L’ultima volta del Torino vittorioso sotto il Vesuvio era il 2009. La stagione finì male per i granata, ma quel giorno la squadra allenata dal subentrato Giancarlo Camolese ottenne tre punti preziosi in una battaglia complicatissima, risoltasi soltanto all’ultima giornata. Camolese, tuttavia, non è soltanto il mister dell’ultimo successo a Napoli. Per tutto il mondo Torino è molto di più. Proprio per questo in esclusiva a Toro News ci illustra il suo parere sul momento dei granata e sull’imminente trasferta al “Diego Armando Maradona”.

Buongiorno Giancarlo, cosa attendersi dal Torino stasera contro la formazione di Gennaro Gattuso?

“Dobbiamo aspettarci una gara di carattere provando a fare punti per muovere la classifica”.

Carattere che si è visto a tratti nel primo terzo di stagione. Gli sprazzi di gioco hanno lasciato troppo spesso spazio ad amnesie e a vuoti di sceneggiatura clamorosi.

“Sono d’accordo. Al Torino è mancata la continuità di rendimento nell’arco dei 90’. In alcuni momenti ha mostrato buone giocate, ma poi bisogna restare in partita fino al triplice fischio. Ciò non è accaduto praticamente mai e i risultati sono stati quasi sempre differenti rispetto a quelli che ci si attendeva”.

Come si può spiegare il cronico problema mentale dei granata? Giampaolo ha dichiarato dopo il Bologna che il Torino paga ancora gli strascichi della seconda metà della scorsa stagione.
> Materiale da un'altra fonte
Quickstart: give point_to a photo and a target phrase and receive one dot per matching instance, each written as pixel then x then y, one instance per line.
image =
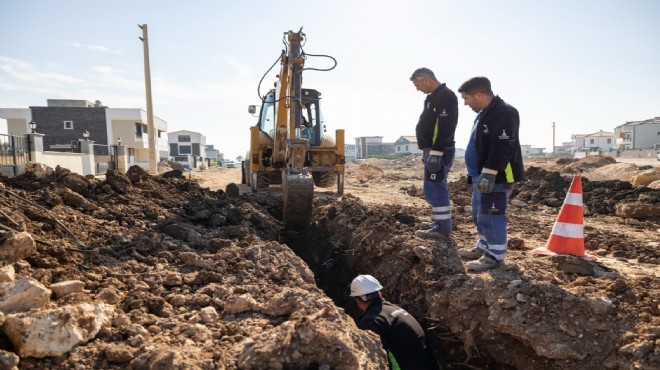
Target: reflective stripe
pixel 573 199
pixel 497 248
pixel 441 217
pixel 508 172
pixel 568 230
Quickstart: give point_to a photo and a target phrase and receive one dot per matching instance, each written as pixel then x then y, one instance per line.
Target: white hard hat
pixel 363 285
“Credo che in questo momento tutti devono compiere un grande sforzo: lasciarsi alle spalle quello che è stato. Tutto il collettivo deve concentrarsi sulla prestazione in campo. Da questa situazione si può uscire e si deve uscire, ma tutti devono collaborare. L’intera rosa dovrà dimostrare lo spirito giusto. Nessuno potrà tirarsi indietro e nessuno sarà più investito di altri. Giocatori e ambiente devono stringersi intorno al Toro”.

TURIN, ITALY – DECEMBER 20: Marco Giampaolo, Head Coach of Torino FC gives their team instructions during the Serie A match between Torino FC and Bologna FC at Stadio Olimpico di Torino on December 20, 2020 in Turin, Italy. Sporting stadiums around Italy remain under strict restrictions due to the Coronavirus Pandemic as Government social distancing laws prohibit fans inside venues resulting in games being played behind closed doors. (Photo by Valerio Pennicino/Getty Images)

Cairo ha detto apertamente che è pronto a mandare via i giocatori che non vogliono più stare al Torino. Anche il presidente, secondo lei, ha fiutato che qualcuno non è più pronto a spendersi totalmente per la maglia?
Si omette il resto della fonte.